Experten verlangen Änderungen, Länder und Bundestag gehen auf Konfrontationskurs. Doch Verkehrsminister Ramsauer verteidigt Reform.

Goslar. Der Berg an Aufgaben ist riesig, der Countdown zur Bundestagswahl unerbittlich: Die Reform des Punktesystems für Verkehrssünder droht auf der Zielgeraden zu scheitern. Der Verkehrsgerichtstag, eine Tagung von knapp 2.000 Fachleuten im niedersächsischen Goslar, gab Bundesverkehrsminister Peter Ramsauer (CSU) am Freitag viele Fragen und noch mehr Forderungen mit auf den Weg. Auch die Bundesländer verlangen Änderungen, im Bundestag gibt es selbst in den Reihen der schwarz-gelben Koalition Kritik. Nur eine Polizeigewerkschaft rügte die Blockade. Ein Sprecher Ramsauers beschwichtigte indes: Es sei „nichts gegen die Wand gefahren“.

Die Experten in Goslar waren sich beinahe geschlossen einig – die Reform des Punktesystems für Verkehrssünder dürfe in ihrer bislang geplanten Fassung nicht kommen. So bemerkten zahlreiche Teilnehmer des Verkehrsgerichtstages, dass Ramsauers vor einem Jahr vorgelegten Eckpunkte besser seien als jene abgeänderten Vorschläge, die vom Bundeskabinett im Dezember beschlossen worden waren. Fraglich fanden sie, ob es erforderlich ist, die bisherige Obergrenze von 18 Punkten aufzugeben. Laut den Plänen der Regierung soll künftig schon ab acht Punkten der Führerschein weg sein.

Selbst Fachleute finden das neue System zu kompliziert

Dafür sollen aber für weniger gravierende Vergehen keine Punkte mehr vergeben werden. Auch dies wurde von den Experten in Goslar kritisiert. Außerdem mahnten sie an, dass der Gesetzentwurf das Punktesystem nicht wie geplant vereinfacht. Für alle Beteiligten sei es „nach wie vor intransparent“. So wird nach Meinung der Fachleute nicht deutlich genug, ab wann die Punkte offiziell zählen. Ihrem Willen nach soll dies ab dem Tag der Rechtskraft sein, der Gesetzentwurf nennt dafür hingegen den Tag der Tat.

Die Meinungen und Vorschläge des Gerichtstages sind nicht bindend, sie liefern Politikern und Ministerien aber ein breites Stimmungsbild anwesender Automobilclubs, Anwälte und Behördenvertreter.
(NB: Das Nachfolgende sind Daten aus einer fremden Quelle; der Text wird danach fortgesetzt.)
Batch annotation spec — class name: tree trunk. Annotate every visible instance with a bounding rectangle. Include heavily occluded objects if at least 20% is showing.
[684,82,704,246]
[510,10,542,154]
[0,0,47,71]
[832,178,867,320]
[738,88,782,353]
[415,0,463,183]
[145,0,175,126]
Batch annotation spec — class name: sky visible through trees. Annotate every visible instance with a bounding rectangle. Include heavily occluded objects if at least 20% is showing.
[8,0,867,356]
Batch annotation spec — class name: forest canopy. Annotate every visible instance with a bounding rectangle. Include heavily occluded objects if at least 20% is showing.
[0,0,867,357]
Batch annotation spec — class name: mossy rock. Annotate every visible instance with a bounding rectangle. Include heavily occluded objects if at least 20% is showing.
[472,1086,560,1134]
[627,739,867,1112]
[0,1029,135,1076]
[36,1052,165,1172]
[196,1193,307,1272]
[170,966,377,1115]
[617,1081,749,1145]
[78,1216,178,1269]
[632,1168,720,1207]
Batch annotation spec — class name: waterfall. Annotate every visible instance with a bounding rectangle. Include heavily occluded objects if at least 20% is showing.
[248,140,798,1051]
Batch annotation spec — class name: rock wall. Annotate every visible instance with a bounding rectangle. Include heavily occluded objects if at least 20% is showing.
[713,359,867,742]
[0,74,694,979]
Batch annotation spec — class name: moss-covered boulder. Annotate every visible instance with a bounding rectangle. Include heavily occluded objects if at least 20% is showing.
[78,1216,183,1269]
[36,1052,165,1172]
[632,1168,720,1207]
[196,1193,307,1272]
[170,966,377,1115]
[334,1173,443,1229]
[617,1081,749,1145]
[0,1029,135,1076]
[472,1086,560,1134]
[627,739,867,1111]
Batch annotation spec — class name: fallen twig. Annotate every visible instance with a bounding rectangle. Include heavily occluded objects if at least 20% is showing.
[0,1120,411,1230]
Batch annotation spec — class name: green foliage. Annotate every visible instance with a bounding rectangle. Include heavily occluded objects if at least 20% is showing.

Nicht nachzuvollziehen fanden diese Experten, warum es künftig keine Seminare mehr geben soll, mit denen Sünder ihre Punkte abbauen können.

Auch die Länder hatten kürzlich einen grundlegenden Bedarf an Änderungen des Gesetzentwurfs angemahnt, wie aus einer Beschlussempfehlung zweier Ausschüsse des Bundesrates hervorgeht. Die Länder fordern darin, Verkehrssünder sollten pro Tat entweder ein oder zwei Punkte aufgebrummt bekommen. Ramsauers Entwurf sieht auch drei Punkte für besonders schlimme Vergehen vor. Ein Beschluss von Bundestag und Bundesrat vor der Wahl im Herbst wird angesichts der wachsenden Kritik immer unwahrscheinlicher – eine Entscheidung des Bundesrates im Plenum steht allerdings noch aus und wird voraussichtlich am 1. Februar fallen.

Trotz der Kritik hält Ramsauer an seinen Plänen fest. Ein Sprecher sagte in Berlin, das Vorhaben sei gerade am Anfang des parlamentarischen Verfahrens. Er bekräftigte, das neue Punktesystem werde durch Ramsauers Reform „einfacher, transparenter und gerechter“, zudem werde es „verschlankt und entrümpelt“.

Auch Politiker im Bundestag mäkeln

In die Riege der Kritiker reihten sich dennoch Fachpolitiker aus dem Bundestag ein. In der Zeitung „Die Welt“ forderte der verkehrspolitische Sprecher der FDP, Oliver Luksic, Seminare zum Abbauen von Punkten müssten „auf jeden Fall beibehalten“ werden. Auch sein Kollege von den Grünen, Stephan Kühn, sah es als Fehler, die Seminare zu streichen. Sören Bartol von der SPD kritisierte, Ramsauer habe „seine Hausaufgaben nicht gemacht“.

Dagegen bedauerte der Chef der Deutschen Polizeigewerkschaft, Rainer Wendt, dass die Punktereform in derart schweres Fahrwasser geraten ist. Sie sei vom politischen Gegner und den Ländern „zerschossen“ worden. Nun wollten Politiker wohl mit dem Thema Wahlkampf machen.